Dans la dernière portion des années 1970, le Canada en entier avait les yeux rivés à son petit écran. La Commission Berger, un long exercice de consultation des Autochtones des TNO à propos d’un projet de gazoduc le long du fleuve Mackenzie battait alors son plein. Durant les trois années qu’a duré la célèbre enquête, ce sont des images tournées par Patrick Scott que les téléspectateurs contemplaient.
Le 10 août dernier, Patrick Scott lançait le livre Stories told, stories and images of the Berger inquiry. Le bouquin se veut un recueil d’extraits de témoignages entendus par le juge et renferme plusieurs photos prises par M. Scott lui-même. « Je suis venu dans le Nord comme jeune caméraman. J’étais attiré par les paysages et la nature sauvage. C’était un environnement idéal pour tourner et c’est ce qui m’intéressait », se souvient l’auteur.
Finalement, à force de suivre le juge Berger et d’entendre les histoires que les Dénés avaient à raconter, la Commission a littéralement ouvert les yeux de Patrick Scott. « Ça a complètement forgé ma pensée des 30 dernières années », croit-il.
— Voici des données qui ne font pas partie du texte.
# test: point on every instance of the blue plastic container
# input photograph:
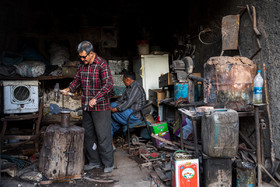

À un point tel qu’au cours des dernières années, M. Scott s’est attelé à la tâche d’élaborer une thèse de doctorat sur les conteurs, les histoires qu’ils racontent et leurs impacts sur l’identité collective dénée.
À titre d’exemple il dit se souvenir parfaitement de l’audience tenue à Fort Franklin (maintenant Deline) où il a, pour la première fois, entendu le mot « Déné ».
« Entre Fort Franklin et Fort Good Hope, le mot indian ou native a été changé pour le mot Déné. Il y a ensuite eu la Déclaration dénée. C’est une forte reconnaissance d’identité et j’étais convaincu que si je faisais des recherches, je pourrais trouver ce que j’ai vu et senti en dedans de moi », explique-t-il, encore stupéfait par le phénomène auquel il a été témoin.
« Le fait de raconter ces histoires a eu pour résultat que les gens se sont entendus et ils ont acquis un plus haut respect pour leurs voisins, leur peuple et leur culture. Le simple fait d’avoir été entendu a été un acte de décolonisation », analyse-t-il.
En rédigeant sa thèse avec l’Université de Dundee, en Écosse, l’intellectuel s’est rendu compte qu’il avait rassemblé un nombre impressionnant d’histoires racontées par les intervenants de la Commission Berger. « J’ai décidé d’en faire une annexe à ma thèse. Ensuite, j’ai pensé à un livret. C’est finalement devenu un livre et il a fallu que je mette mon projet de thèse de côté pendant un an ».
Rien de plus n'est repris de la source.